Monday, September 7, 2009

Ideas, Ideas, Ideas

It's nearly 4:00 p.m. and I'm finally sitting in front of my computer. I've been without Internet (and cell phone) since early Friday. Yup, that's right. I married a man who loves to go camping and then gave birth to a son who loves to go camping. Now that we have a camper (with toilet, stove, television) I like camping too.

Enough about camping.


I write suspense, and often people say, "Where do you get ideas?"

Today I'm sharing suspense story ideas from this past weekend:

1) Son goes to play amidst the roots of an upturned tree - finds body.
2) Exploring one hundred year old cabins, locked up by forest service, and hear a voice inside weakly shouting for help.
3) Stand on the rim of a great drop-off, hear the shout for help coming from a crevice below (My idea is someone ran me off the road while I'm on my quad and I get caught, so I'm the one yelling for help. I'm pretty much always a much skinnier heroine of my books.)
4) While riding quad witness a murder. Flee and escape. Now hunted.

Yes, I had all these ideas this past weekend. My husband wonders how I stay sane.

6 comments:

EllenToo said...

So now all you have to do it pick one and see where it goes. Any one of them would make a great story.

Debby Giusti said...

Hi Pam,
I'm the same way. Take me anywhere and I'm spinning a story in my brain. Crazy, right? Or maybe that's just the way writers are wired.

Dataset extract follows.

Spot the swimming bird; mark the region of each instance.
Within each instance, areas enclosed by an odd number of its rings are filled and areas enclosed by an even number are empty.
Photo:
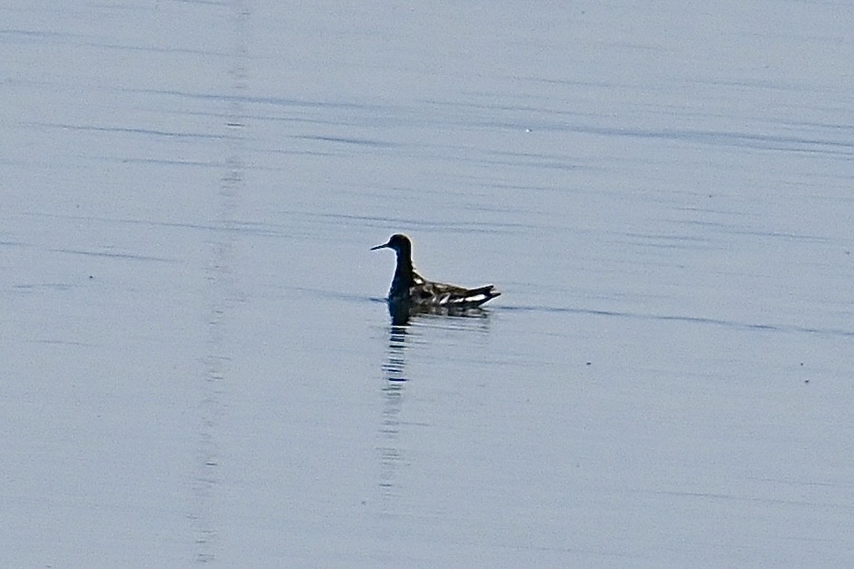
[[[388,302],[403,303],[414,308],[467,310],[491,300],[501,293],[492,285],[464,289],[456,285],[427,280],[413,267],[413,243],[402,233],[392,235],[387,243],[371,247],[392,249],[397,253],[397,268],[388,291]]]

Gal opens up a blogspot, recognizes a campsite she has dreamed about repeatedly and realizes the horrific murder she thought was only her imagination may have actually happened.

Pamela Tracy said...

Ellen,
Thanks! My poor husband. He gets so embarrassed because sometimes I meet people and start asking them bizarre questions.

Pamela Tracy said...

Debby,
Oh, I love it!

Leann Harris said...

Love your ideas. Only another writer would understand you finding mystery all around. I know my husband's given up on understanding me.

Pamela Tracy said...

Leann,
I already have have my next LIS thanks to the cabin we rented a month ago. Let's just say that the landlord asked that we change the name of the town, the cabins, and everything else. My husband cannot believe how many questions I asked that poor man. I'm sure if there's a murder soon, I'll be getting a call.